Emma membawanya ke pintu yang ada di sisi lain kamar. "Ini kamar mandi." Gadis itu membuka pintu dan menyalakan lampunya. Bak mandi sekaligus pancuran di samping, toilet di sisi lain, dan wastafel dengan cermin dekat pintu lain. "Di bawah ada toilet, 'tapi kamar mandi yang lengkap cuma satu. Kita bisa kunci pintu yang mengarah ke kamar supaya kalau ada tamu yang pakai kamar mandi, dia enggak keluyuran ke kamar kita."

"Kamar kita," beo Katia. Rumah kita. Dia suka frasa-frasa itu.
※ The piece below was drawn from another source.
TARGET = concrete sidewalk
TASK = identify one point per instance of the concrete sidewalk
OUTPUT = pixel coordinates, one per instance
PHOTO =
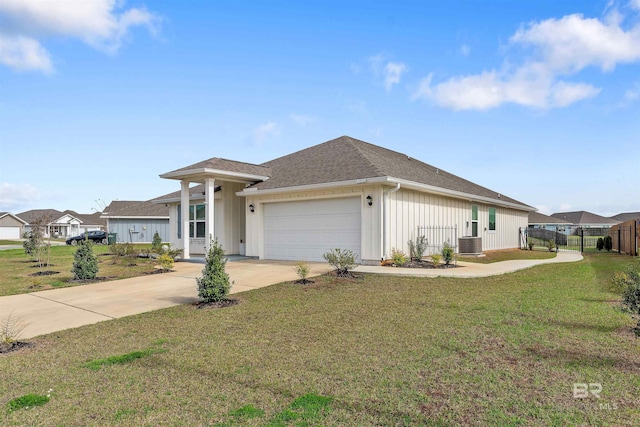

Emma tersenyum padanya. Mereka keluar dari pintu kamar mandi yang lain dan sampai di ujung ruangan. Tinggal satu pintu yang tersisa, dan itu adalah kamar tamu. Ukurannya hanya sedikit lebih kecil dari kamar utama; tempat tidur single, lemari kecil, nakas, dan jendela. Tidak ada balkon. Dari lantai atas mereka dapat melihat langsung ke dapur dan ruang duduk. Katia menikmati perspektif lain dari bagian dalam rumah barunya.

"Kamu suka?"

Katia berbalik. Meski masih tampak bersemangat, Katia dapat melihat sedikit jejak rasa khawatir di wajah Emma. "Suka?" tanya Katia. "Em!" Emma memekik ketika Katia memutarnya dalam pelukan. "Ini sempurna!"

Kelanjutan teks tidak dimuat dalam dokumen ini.